Mom also loves spicy food and so we grew up eating it. Her Spanish is excellent and we explored the widely varied flavors of regional Mexican food in Los Angeles. By my mid-teens I was addicted to chili peppers and I began to collect them like my mother collected teas. I brought them with me when I moved into my college dormitory at UC Santa Cruz. I lasted less than a year in the dorm because I couldn’t cook there. Instead, I moved into a communal house and started cooking for crowds (it beat doing the dishes!), entering a new phase of cooking as an informal chef. My spice cabinet was legendary and so were the holiday meals I cooked for friends who lived too far from home to visit for Thanksgiving, Passover, Christmas, and any other excuse to celebrate.

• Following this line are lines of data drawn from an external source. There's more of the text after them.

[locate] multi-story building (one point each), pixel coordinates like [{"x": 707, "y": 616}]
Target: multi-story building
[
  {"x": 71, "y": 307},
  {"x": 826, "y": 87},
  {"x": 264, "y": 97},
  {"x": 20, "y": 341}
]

I often considered cooking professionally and, for a few periods of my life, I catered to pay the bills and cooked benefit dinners for causes I supported, but my academic career didn’t leave me much time for these pursuits. Instead I fed friends and continued to host parties. When I left the U.S. permanently and moved to Berlin I shared a spacious art studio with a friend, in the same building in which I owned an apartment. My friend and I are both from the U.S., and we wanted to connect to the English-speaking artist community in the city, so we started to host monthly buffets.
A year down the line we were booked out every month, with 50 attendees and many more on our waiting list, and I enjoyed cooking a wide variety of dishes from a different regional cuisine every month to feed artists, curators, critics, gallery owners, and their friends. Shortly before I moved from Berlin to Bern my buffet was visited by a New York Times food critic (who came with a friend, not intending to review the food). The dishes of the evening were Caribbean and I remember he was unable to stop eating and comparing the 3 different kinds of dulce de leche I’d set on the table, from three different island traditions.
After I moved to Bern, the high food prices and space limitations made it impossible for me to keep feeding the masses, but I did continue to cook for friends on a near-weekly basis until the pandemic began in 2020. After my vaccinations and boosters, I’ve finally started inviting vaccinated friends to dinner again, and it’s been a real pleasure to feed other people again. But I doubt that I’ll be hosting large parties any time soon, and so I thought I’d start this blog to share my cooking, at least vicariously, with others.
Enjoy! And feel free to leave comments under the entries. I’d love to hear your thoughts and about your cooking experiences.